After Yoda demonstrates that it was possible, after all, Luke says “I don’t believe it”, and Yoda responds “that is why you fail”. The whole point is that believing himself incapable is what is holding Luke back, you have to believe and do the thing. Else you’ll always fail. You suck at playing the violin? well, do it anyway, that’s the only way you’ll get good at playing the violin. Saying I can’t play the violin will only set you up for eternal failure and you will never do it.
It is poignant because the film actually ends in a sort of defeat. The empire seems all powerful and impossible to oppose, but they do it anyway. Afterwards Han Solo is in carbonite, Luke was severely wounded, losing an hand. Hoth is lost, cloud city betrayed them. But instead of being downtrodden and defeated, they end up hopeful and ready to do it again, to face the empire and save their friends. Because they believe in themselves and the force. It is like, the point of the movie.
I continue to draw inspiration from this scene. Even in surprising contexts.
At my work for example, where we develop software for consumers, people are very inclined to this A/B test mindset: “let’s try something and see if it tests well with users.” They act like all the answers are out there and we just need to try a million things until we discover them.

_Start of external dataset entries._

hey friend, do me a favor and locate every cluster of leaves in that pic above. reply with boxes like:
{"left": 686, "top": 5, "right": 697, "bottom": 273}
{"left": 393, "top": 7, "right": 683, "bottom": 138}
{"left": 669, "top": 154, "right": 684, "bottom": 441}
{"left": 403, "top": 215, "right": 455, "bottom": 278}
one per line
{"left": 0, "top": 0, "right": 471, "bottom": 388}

I feel differently. I think we should fixate on big things we KNOW would be valuable to our users, no matter how difficult they may be to accomplish, and COMMIT ourselves to those. If we set our best people on something it WIILL get done and we must have a mindset of MAKING it get done, not just “seeing if” it can be done.
Everyone always says “oh that’s so hard to do and we would invest a lot of effort before we could A/B test it and see if it’s valuable.” So they “try” small shit and look at the numbers, throw most of what they build away, and congratulate themselves for being “data oriented” and ”failing fast” and then they wonder why the product and business are suffering over the long term.